An ED consultant will be dedicated to your launch, so these steps will not have to be taken by the client alone.
🔘 Download the ED docker image
🔘 Run the docker image
🔘 Edit the configuration file (inside the docker image) to match your needs and connect your file storage
🔘 Run the setup file (inside the docker image)
The component will now be launched on the server.
It is important to launch the central database and file system components first, as they are prerequisites for a few other components.
Your Ellipsis Drive instance takes care of all internal features, some general cloud infrastructure features are however inherited from the cloud you are in. These features you will need to configure outside of your Ellipsis Drive instance and configure in your cloud. These things include
- backups. You are recommended to backup your passive storage component as well as the active raster and vector components. Since the acitve storage can be restored from the passive storage the passive storage backup is the only true requirement.
- Cloud armour. To protect yourself against DDOS attacks we reccomend to use some form of cloud armour from your cloud provider.
- Load balancing. If your Ellipsis Drive instance is multi region you will need a load balancer from you cloud provider in order to redirect users to the location nearest to them.
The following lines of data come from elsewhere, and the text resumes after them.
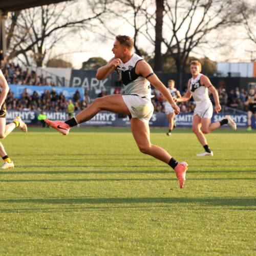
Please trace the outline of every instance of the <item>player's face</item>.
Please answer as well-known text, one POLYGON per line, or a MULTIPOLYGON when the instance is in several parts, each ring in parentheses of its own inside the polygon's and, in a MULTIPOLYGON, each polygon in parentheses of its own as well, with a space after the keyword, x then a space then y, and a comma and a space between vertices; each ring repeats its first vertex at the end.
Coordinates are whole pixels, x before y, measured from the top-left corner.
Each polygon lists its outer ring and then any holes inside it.
POLYGON ((115 58, 122 58, 123 57, 123 46, 120 44, 118 40, 114 42, 112 52, 115 54, 115 58))
POLYGON ((168 83, 168 86, 170 90, 172 90, 174 88, 174 83, 173 82, 169 82, 168 83))
POLYGON ((193 76, 197 76, 199 74, 200 67, 197 65, 191 65, 190 66, 190 72, 193 76))
POLYGON ((249 94, 251 96, 253 96, 254 94, 254 90, 253 89, 250 89, 249 91, 249 94))

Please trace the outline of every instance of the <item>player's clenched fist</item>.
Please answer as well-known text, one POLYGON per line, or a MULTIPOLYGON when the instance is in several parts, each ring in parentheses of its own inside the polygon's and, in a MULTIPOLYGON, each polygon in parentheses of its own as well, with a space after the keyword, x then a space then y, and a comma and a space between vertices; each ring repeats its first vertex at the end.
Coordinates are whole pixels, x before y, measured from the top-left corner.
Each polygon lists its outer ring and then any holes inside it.
POLYGON ((116 68, 119 64, 119 63, 121 61, 120 59, 113 59, 109 64, 109 67, 110 68, 112 69, 113 68, 116 68))

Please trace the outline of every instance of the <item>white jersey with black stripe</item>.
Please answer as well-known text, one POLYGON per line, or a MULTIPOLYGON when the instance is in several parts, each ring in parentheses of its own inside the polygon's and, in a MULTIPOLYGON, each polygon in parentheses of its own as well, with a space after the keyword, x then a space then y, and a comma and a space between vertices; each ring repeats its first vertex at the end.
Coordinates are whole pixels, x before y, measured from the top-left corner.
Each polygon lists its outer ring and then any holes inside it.
POLYGON ((192 94, 196 105, 198 108, 204 108, 210 102, 208 89, 200 83, 202 74, 199 74, 194 79, 190 79, 189 90, 192 94))
POLYGON ((142 60, 143 58, 134 53, 127 62, 119 63, 116 71, 122 79, 125 93, 150 97, 151 88, 150 82, 143 76, 135 73, 137 63, 142 60))

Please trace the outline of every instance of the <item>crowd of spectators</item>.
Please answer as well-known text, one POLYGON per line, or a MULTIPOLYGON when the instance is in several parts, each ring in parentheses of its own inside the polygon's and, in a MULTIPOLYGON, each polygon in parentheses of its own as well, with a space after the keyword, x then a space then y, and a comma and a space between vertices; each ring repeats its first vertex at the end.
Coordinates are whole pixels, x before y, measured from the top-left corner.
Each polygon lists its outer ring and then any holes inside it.
MULTIPOLYGON (((30 71, 29 69, 23 69, 18 64, 15 65, 8 60, 2 61, 1 63, 1 70, 9 84, 17 85, 35 85, 54 86, 52 81, 48 83, 42 75, 37 75, 33 71, 30 71)), ((116 88, 114 93, 122 93, 124 92, 121 81, 120 79, 116 82, 116 88)), ((220 102, 221 105, 227 106, 241 111, 246 111, 247 106, 244 103, 246 100, 247 92, 244 89, 240 89, 237 87, 234 90, 230 90, 227 92, 225 84, 220 82, 216 87, 219 93, 220 102)), ((152 94, 155 96, 152 98, 152 103, 154 106, 155 112, 164 112, 164 104, 163 97, 160 92, 156 89, 152 90, 152 94)), ((185 92, 181 92, 181 94, 184 95, 185 92)), ((105 91, 102 91, 98 97, 102 97, 108 94, 105 91)), ((78 90, 72 99, 75 110, 82 110, 91 102, 91 99, 87 93, 82 96, 81 100, 78 90), (79 94, 79 95, 78 95, 79 94)), ((212 95, 210 95, 210 98, 212 103, 214 100, 212 95)), ((63 93, 59 95, 55 91, 54 88, 51 90, 45 90, 44 93, 39 96, 36 91, 34 91, 30 95, 25 89, 22 94, 21 99, 14 98, 13 93, 10 91, 6 99, 7 109, 9 110, 54 110, 55 111, 65 111, 67 110, 68 100, 63 93)), ((181 113, 191 113, 194 111, 195 105, 191 98, 188 101, 179 103, 178 105, 181 113)))
MULTIPOLYGON (((246 100, 247 92, 244 89, 240 90, 237 88, 234 91, 226 92, 225 89, 217 89, 219 93, 221 104, 241 111, 247 111, 247 106, 244 104, 246 100)), ((122 90, 115 90, 114 93, 122 93, 122 90)), ((184 95, 185 92, 182 92, 184 95)), ((164 112, 164 100, 162 95, 156 89, 152 90, 152 94, 154 95, 152 101, 154 106, 155 112, 164 112)), ((103 97, 108 95, 105 91, 102 91, 97 97, 103 97)), ((82 97, 77 90, 72 99, 75 106, 75 111, 80 111, 87 108, 91 103, 89 95, 86 93, 82 97)), ((210 98, 214 104, 212 95, 210 98)), ((52 88, 51 91, 45 90, 44 93, 39 96, 36 91, 30 95, 26 89, 24 90, 20 99, 15 98, 11 90, 8 93, 6 98, 8 110, 54 110, 55 111, 66 111, 68 108, 68 100, 66 98, 63 93, 58 94, 52 88)), ((179 102, 178 105, 181 113, 192 113, 195 108, 193 98, 188 101, 179 102)))
MULTIPOLYGON (((240 89, 237 87, 236 89, 231 90, 227 93, 224 88, 217 88, 219 93, 220 103, 222 106, 227 106, 238 110, 247 111, 247 105, 244 104, 247 100, 248 92, 244 89, 240 89)), ((183 96, 185 92, 181 92, 181 94, 183 96)), ((152 94, 155 97, 152 99, 152 103, 155 108, 155 112, 164 112, 164 104, 162 96, 159 92, 155 89, 153 90, 152 94)), ((212 94, 209 95, 210 99, 214 105, 214 99, 212 94)), ((179 102, 178 105, 180 108, 181 113, 192 113, 194 112, 196 105, 191 98, 190 100, 183 102, 179 102)))
MULTIPOLYGON (((73 101, 75 111, 82 110, 90 103, 91 99, 87 94, 81 95, 77 90, 74 94, 73 101)), ((55 111, 66 111, 68 108, 68 100, 63 93, 58 94, 52 88, 51 91, 45 90, 41 95, 34 91, 30 95, 25 89, 20 99, 14 97, 13 93, 9 91, 6 98, 7 110, 54 110, 55 111)))
POLYGON ((1 68, 9 84, 55 86, 53 81, 48 82, 42 75, 37 75, 29 68, 23 69, 18 64, 9 60, 2 60, 1 68))

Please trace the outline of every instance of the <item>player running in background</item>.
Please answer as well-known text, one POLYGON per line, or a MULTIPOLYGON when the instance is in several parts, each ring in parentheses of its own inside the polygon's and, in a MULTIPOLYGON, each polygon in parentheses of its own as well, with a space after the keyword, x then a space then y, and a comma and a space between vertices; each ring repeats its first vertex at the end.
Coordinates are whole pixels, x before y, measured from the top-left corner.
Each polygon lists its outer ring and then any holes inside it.
POLYGON ((247 131, 251 131, 251 117, 254 115, 256 120, 256 92, 254 89, 249 90, 249 94, 246 98, 246 101, 244 102, 246 106, 248 106, 247 112, 247 131))
MULTIPOLYGON (((168 81, 168 88, 167 90, 169 91, 172 96, 173 97, 180 98, 181 95, 180 95, 180 92, 175 88, 175 81, 174 80, 169 80, 168 81)), ((175 117, 175 113, 174 113, 174 110, 172 108, 171 104, 168 101, 167 101, 164 98, 164 111, 166 115, 166 118, 169 123, 169 126, 168 132, 166 133, 166 135, 169 136, 172 134, 172 131, 174 128, 176 126, 175 124, 175 121, 174 120, 174 118, 175 117)))
MULTIPOLYGON (((23 132, 26 133, 28 131, 27 125, 18 116, 16 117, 13 122, 6 124, 5 119, 6 104, 5 101, 9 88, 1 70, 0 70, 0 87, 2 88, 2 91, 0 93, 0 139, 4 139, 7 137, 16 127, 19 127, 23 132)), ((0 166, 0 169, 14 167, 13 162, 8 157, 1 142, 0 142, 0 156, 4 160, 4 163, 0 166)))
POLYGON ((133 41, 129 36, 118 35, 112 50, 115 56, 104 66, 98 69, 96 77, 103 80, 116 71, 122 79, 125 94, 113 94, 96 98, 88 108, 66 122, 46 120, 47 123, 67 135, 71 127, 92 118, 105 110, 128 115, 133 136, 140 151, 152 156, 170 166, 175 171, 182 188, 187 164, 178 162, 165 150, 150 141, 148 121, 154 107, 151 102, 151 83, 165 97, 176 114, 179 109, 167 88, 154 73, 150 66, 133 53, 133 41))
POLYGON ((221 106, 219 101, 217 91, 209 78, 200 73, 201 69, 201 65, 199 61, 197 60, 191 61, 190 72, 192 78, 188 80, 187 90, 184 96, 175 99, 177 102, 181 102, 188 100, 193 96, 196 103, 192 130, 205 150, 202 153, 197 155, 199 157, 214 155, 212 151, 208 145, 204 134, 209 133, 226 124, 229 125, 233 130, 237 129, 237 124, 230 116, 226 116, 220 122, 211 123, 213 108, 209 98, 208 91, 212 93, 214 96, 215 111, 217 113, 221 110, 221 106))

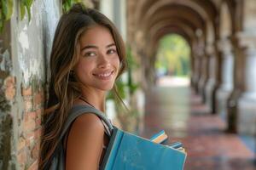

- Auto scaling. If you wish to add additional nodes dynamically based on usage you will need to create scripts for this. Ellipsis Drive will switch resources allocated to it on and off based on need. But it will not create new resources.
Are there any features in the public ED version that will not be available in the private instance?
No, your private ED instance will be a copy of the public one. However, you can configure it with alternative security settings (see the list above). Changing these settings can mean that some functionality may disappear. For example, if you do not wish to facilitate link sharing due to security concerns, some link sharing functionality will not be available.